Biochemistry: signaling, transcription, computational network; stress and immune responses, apoptosis, proliferation

Mammalian cells respond rapidly to environmental stresses, pathogens and inter-cellular signals in order to protect themselves, minimize damage to the organism, and coordinate an immune response. Each signal activates the expression of a specific set of genes, utilizing signaling pathways in the cell that not only transmit the signal to the nucleus but process the information contained within the signal.

Our interest focuses on the IkB/NF-kB signaling pathway, which plays critical roles in inflammation, immunity, stress responses and many human diseases such as cancer, immunodeficiencies, and arthritis. The two gene families comprise a total of 11 homologous proteins. Gene knockout studies in mice have shown that signaling via this pathway can have very diverse, even opposite physiological effects, e.g. cell proliferation vs senescence, survival vs apoptosis, pro- vs anti-inflammatory. The goal of our research program is to elucidate signal processing mechanisms within the IkB/NF-kB pathway and the specificity of its components as they relate to the stimulus-specific, gene-specific, and cell type-specific responses underlying diverse physiological functions.

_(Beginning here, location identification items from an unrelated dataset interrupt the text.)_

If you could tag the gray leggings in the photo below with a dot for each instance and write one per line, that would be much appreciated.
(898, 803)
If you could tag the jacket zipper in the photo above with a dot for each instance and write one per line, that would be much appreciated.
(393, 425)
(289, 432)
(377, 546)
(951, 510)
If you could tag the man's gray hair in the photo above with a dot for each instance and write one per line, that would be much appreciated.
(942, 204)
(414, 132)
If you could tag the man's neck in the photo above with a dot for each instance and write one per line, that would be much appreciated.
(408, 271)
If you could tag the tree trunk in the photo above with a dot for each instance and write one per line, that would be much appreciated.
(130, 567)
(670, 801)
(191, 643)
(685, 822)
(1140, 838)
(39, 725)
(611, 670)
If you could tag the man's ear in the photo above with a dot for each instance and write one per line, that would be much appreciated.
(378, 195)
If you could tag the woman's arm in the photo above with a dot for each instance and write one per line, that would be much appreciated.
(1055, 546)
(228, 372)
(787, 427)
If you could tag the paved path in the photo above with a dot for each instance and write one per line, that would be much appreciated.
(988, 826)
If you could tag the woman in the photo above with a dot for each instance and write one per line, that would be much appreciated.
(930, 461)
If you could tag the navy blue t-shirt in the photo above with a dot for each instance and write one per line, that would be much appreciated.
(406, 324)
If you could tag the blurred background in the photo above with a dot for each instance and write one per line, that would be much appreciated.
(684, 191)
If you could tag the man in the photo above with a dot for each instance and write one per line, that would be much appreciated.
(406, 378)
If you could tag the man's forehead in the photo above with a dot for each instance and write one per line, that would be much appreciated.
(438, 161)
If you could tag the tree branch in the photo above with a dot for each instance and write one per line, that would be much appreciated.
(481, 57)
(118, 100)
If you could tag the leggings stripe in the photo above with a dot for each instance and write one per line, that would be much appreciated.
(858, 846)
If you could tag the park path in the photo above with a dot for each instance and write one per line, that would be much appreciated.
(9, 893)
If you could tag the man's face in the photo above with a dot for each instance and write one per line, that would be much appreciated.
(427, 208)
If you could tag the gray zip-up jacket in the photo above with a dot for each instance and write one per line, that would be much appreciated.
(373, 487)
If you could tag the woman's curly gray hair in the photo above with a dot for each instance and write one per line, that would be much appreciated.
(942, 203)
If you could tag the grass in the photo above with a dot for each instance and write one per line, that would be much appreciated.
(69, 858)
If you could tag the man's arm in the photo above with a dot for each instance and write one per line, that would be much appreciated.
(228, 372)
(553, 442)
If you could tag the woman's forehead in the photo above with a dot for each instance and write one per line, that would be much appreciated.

In our research we combine genetics (a comprehensive panel of IkB/NF-kB gene knockout mice and derived cells), biochemistry (track signaling intermediates in the cells), molecular biology (alter the balance of signal transducers, utilize marker genes, genome wide expression studies) to develop a computational model of IkB/NF-kB signaling. Computational simulations lead to predictions about natural and disease processes that are then tested experimentally. We hope not only to contribute generalizable insights into cellular signaling but also to provide leads for therapeutic strategies in a number of human diseases.